This week 24/7 Wall St. is picking several stocks that are likely to double off of their lows. The time frame is by the end of 2010, which is meant to coincide with some form of economic recovery next year. This is not based on a sharp turn up in the economy. A number of the credit and financial issues facing the markets will be in place for the near-term or longer. The other assumption used for choosing the stock prices is a market bottom of 600 on the S&P 500 Index.
These are the media stocks.
CBS (CBS) is a dog of a stock and a dog of a company. Its efforts to improve its online presence by purchasing internet content company CNET have done very little for earnings. At this point, it is clear that CBS overpaid. But, the company has one significant advantage that has little to do with management. It has a huge footprint in the broadcast TV market. As national advertising revenue recovers, so will CBS earnings. CBS trades just above $3, down from a 52-week high of $25. In both 2007 and 2006 when the economy was relatively good, the firm made $2.6 billion on over $14 billion in revenue. CBS may not get back to $25, but even a modest improvement in the marketing climate should allow the stock to double.
TheStreet.com (TSCM) depends on financial and high-end consumer advertising and a subscription business aimed at investors. A brutal market sell-off in addition to sharp cuts in marketing budgets for luxury goods and brokers have cut into TSCM’s growth. In the final quarter of last year, revenue fell 17% to $16.5 million. The company took an asset impairment write-off in the period, otherwise it would have operated at close to a breakeven down from a profit of $4.2 million in the same quarter a year ago. TSCM has over $76 million in cash, restricted cash, cash equivalents and debt securities available for sales. The firm’s market cap is $56 million. Shares trade for $1.85 down from a 52-week high of $9.49. TheStreet has already indicated that the first part of this year is not looking any better. Even a modest recovery in revenue in the second half should put the shares back over $4.

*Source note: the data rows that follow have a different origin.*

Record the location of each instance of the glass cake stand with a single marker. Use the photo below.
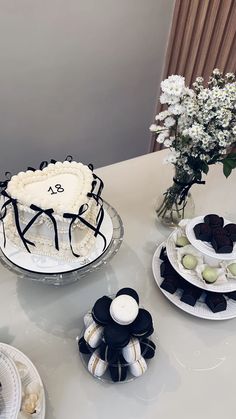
(73, 276)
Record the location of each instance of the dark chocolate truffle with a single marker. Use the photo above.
(231, 295)
(216, 302)
(108, 354)
(142, 325)
(101, 311)
(129, 291)
(84, 348)
(170, 284)
(214, 220)
(231, 231)
(116, 336)
(222, 244)
(119, 370)
(148, 348)
(202, 232)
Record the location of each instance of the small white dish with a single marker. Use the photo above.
(31, 377)
(200, 309)
(10, 391)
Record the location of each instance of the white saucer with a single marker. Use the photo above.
(52, 265)
(10, 392)
(206, 247)
(200, 309)
(32, 374)
(192, 277)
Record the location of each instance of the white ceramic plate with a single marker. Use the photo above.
(32, 373)
(46, 264)
(200, 309)
(206, 247)
(193, 278)
(10, 392)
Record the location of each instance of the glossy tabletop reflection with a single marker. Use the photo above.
(193, 373)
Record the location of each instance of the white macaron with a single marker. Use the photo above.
(93, 335)
(139, 367)
(132, 351)
(96, 365)
(124, 309)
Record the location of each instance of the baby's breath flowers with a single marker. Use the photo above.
(199, 127)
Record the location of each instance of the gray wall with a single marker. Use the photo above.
(79, 77)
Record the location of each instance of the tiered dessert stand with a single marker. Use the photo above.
(200, 309)
(56, 272)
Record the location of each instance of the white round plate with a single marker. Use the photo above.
(32, 373)
(206, 247)
(200, 309)
(10, 392)
(228, 286)
(52, 265)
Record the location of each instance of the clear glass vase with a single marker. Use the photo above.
(177, 212)
(177, 202)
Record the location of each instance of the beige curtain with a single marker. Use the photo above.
(202, 37)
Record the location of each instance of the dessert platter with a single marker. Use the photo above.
(55, 226)
(22, 392)
(202, 285)
(116, 344)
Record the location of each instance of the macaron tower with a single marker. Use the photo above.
(116, 340)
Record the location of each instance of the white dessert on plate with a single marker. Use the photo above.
(54, 211)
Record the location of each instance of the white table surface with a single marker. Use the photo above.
(194, 371)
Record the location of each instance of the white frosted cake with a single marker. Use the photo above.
(55, 211)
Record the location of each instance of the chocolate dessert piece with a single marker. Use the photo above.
(148, 348)
(101, 311)
(203, 232)
(116, 336)
(170, 284)
(231, 231)
(163, 254)
(222, 244)
(129, 291)
(191, 294)
(214, 220)
(119, 370)
(216, 302)
(231, 295)
(166, 269)
(84, 348)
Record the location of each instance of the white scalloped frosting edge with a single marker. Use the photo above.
(18, 182)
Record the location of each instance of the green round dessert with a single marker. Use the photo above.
(182, 241)
(209, 274)
(232, 268)
(189, 262)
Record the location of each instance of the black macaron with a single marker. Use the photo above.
(148, 348)
(108, 354)
(116, 336)
(119, 370)
(129, 291)
(142, 326)
(101, 311)
(84, 348)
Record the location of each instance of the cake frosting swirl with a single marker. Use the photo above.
(56, 210)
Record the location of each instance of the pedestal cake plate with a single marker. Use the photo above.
(53, 271)
(223, 285)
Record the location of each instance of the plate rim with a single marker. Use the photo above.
(199, 245)
(7, 348)
(19, 385)
(185, 307)
(191, 279)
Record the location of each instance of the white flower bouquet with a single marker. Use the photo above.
(199, 128)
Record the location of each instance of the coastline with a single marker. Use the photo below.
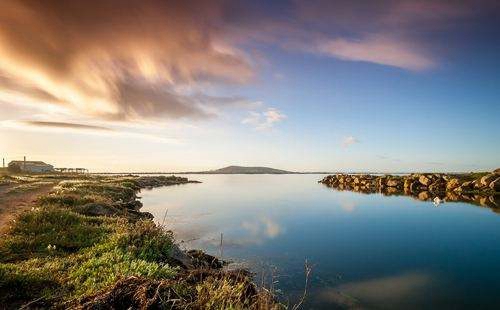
(481, 188)
(87, 245)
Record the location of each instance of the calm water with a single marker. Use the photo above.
(366, 251)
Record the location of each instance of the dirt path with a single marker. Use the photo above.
(12, 203)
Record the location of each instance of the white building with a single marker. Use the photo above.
(30, 166)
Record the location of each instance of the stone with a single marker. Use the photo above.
(425, 180)
(424, 196)
(415, 186)
(495, 185)
(466, 186)
(438, 186)
(452, 184)
(487, 179)
(392, 183)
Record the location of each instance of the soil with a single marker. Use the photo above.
(12, 204)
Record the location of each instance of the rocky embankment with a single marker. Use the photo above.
(478, 188)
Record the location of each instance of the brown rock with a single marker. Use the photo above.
(424, 196)
(425, 180)
(487, 179)
(392, 183)
(495, 185)
(415, 186)
(438, 186)
(452, 184)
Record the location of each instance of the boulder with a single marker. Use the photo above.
(452, 184)
(424, 196)
(495, 185)
(415, 186)
(466, 186)
(438, 186)
(425, 180)
(477, 184)
(392, 183)
(487, 179)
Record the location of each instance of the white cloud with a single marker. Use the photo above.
(348, 141)
(264, 120)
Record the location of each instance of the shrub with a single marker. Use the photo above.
(34, 231)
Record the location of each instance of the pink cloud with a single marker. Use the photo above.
(377, 49)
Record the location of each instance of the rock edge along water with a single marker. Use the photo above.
(477, 188)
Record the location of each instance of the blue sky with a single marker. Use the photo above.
(316, 85)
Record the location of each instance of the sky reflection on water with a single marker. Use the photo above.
(367, 251)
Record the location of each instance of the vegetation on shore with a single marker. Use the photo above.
(480, 188)
(86, 245)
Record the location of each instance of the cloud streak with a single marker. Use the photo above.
(378, 50)
(264, 120)
(116, 60)
(65, 125)
(348, 141)
(134, 60)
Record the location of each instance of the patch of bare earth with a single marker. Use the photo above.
(13, 202)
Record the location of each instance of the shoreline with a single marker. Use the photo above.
(477, 188)
(88, 245)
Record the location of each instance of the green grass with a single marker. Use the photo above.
(57, 256)
(34, 231)
(90, 253)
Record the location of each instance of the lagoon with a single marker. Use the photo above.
(365, 251)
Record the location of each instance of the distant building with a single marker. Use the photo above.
(30, 166)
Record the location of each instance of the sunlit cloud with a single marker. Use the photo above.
(76, 128)
(264, 120)
(65, 125)
(116, 60)
(379, 50)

Gannett (GCI) will never recover. That is the conventional wisdom. It is in the newspaper business which is dead. Its debt was recently cut to junk by Moody’s and it reduced its dividend. Shares have fallen from a 52-week high of $31.86 to $1.85. Over the last year, the stock has dropped as much as shares in some of its major rivals. but Gannett is by far the strongest company in the industry. Even if Gannett out of business in a decade, it prospects over the next year or two are reasonable. Last year Gannett had revenue of $6.8 billion, down from $7.4 billion the year before. After backing out a non-cash charge, the firm made about$1.2 billion, off from almost $1.7 billion in 2007. Gannett’s revenue will almost certainly be down again this year, but it should benefit from two things. The first is cost cuts it has already made along with more that it is likely to make and the very good chance that the company will begin to close money losing properties. The print industry will never be close to what it was five years ago, but small recovery in national and local advertising combined with brutal costs cuts will keep Gannett on its feet. The stock should be down, but not to under $2.
DISH Network (DISH) reported flat revenue in the fourth quarter at about $2.9 billion. Net income was up to $217 million from $175 million in the same period in 2007. Investors were upset because paid subscribers fell by 102,000 to 13.7 million. The recession was almost certainly the cause of the drop. DISH shares have fallen considerably since hitting a 52-week high of $36.11. They now trade at $9.74. DISH subscription counts should level off or even move up some as the economy improves and, even in a downturn, it is doing well.